O Lord, the king rejoices in your strength.
How great is his joy in the victories you give! (psalm 21)
my youngest needs confidence. his own experiences. to find his own way, the path meant for him. he’s 7, but young. Recently he had his first day of Thursday school. He is homeschooled, but on Thursdays he goes to school for art, science, spanish, etc… This is his first year with this particular program. He will have to change rooms and even buildings for each class. No one else has had this experience. It seems like a grownup thing and he’s a little guy. It will be hard for him, and my heart aches with that momma ache for him. Driving away i fumble out a prayer-the Lord knows how to translate into the words i can’t find. He knows that my desire for my boy is that he would experience the Lord’s help personally-but that means needing the Lord’s help. That he would grow in confidence and courage-experiencing the joy of ‘i did it! i made it thru!’ but that means something difficult to do or to make through. i wait in anticipation for that moment when i pick him up and he grins ear to ear. Then i will know the Lord has once more granted victory for my son. i just know it may not happen today-it is a journey after all.

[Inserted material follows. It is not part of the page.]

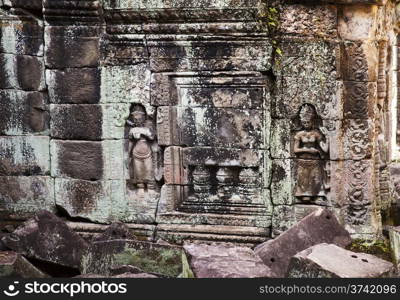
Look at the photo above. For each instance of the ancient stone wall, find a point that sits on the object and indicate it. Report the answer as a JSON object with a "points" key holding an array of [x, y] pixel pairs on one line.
{"points": [[216, 120]]}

my middle boy has known Jesus’ help countless times. he needed it on his first day to get shoes on that he had not been able to wear since the fires. the Lord granted him victory that day. today he’s tired. today the socks aren’t working. he snapped at his brother who was talking through what was before him with ‘i don’t care about that-i have to get socks on right now.’ ugh. That was a tough one. But i did side with the younger one this time-his needs are important too. All the while praying-we need to leave now, please Lord help this pair to work. This boy has seen victory over and over and over again. It’s a daily need for him in this world. He got them on, and-we did make it to morning recess-vital for success for him at school each day. but still as he sauntered off to the play ground-i called out ‘i love you’ and my heart felt that momma ache. How will this rough start play out for him today? i fumbled out a prayer for him-thankful again that the Lord translates these words i can’t find.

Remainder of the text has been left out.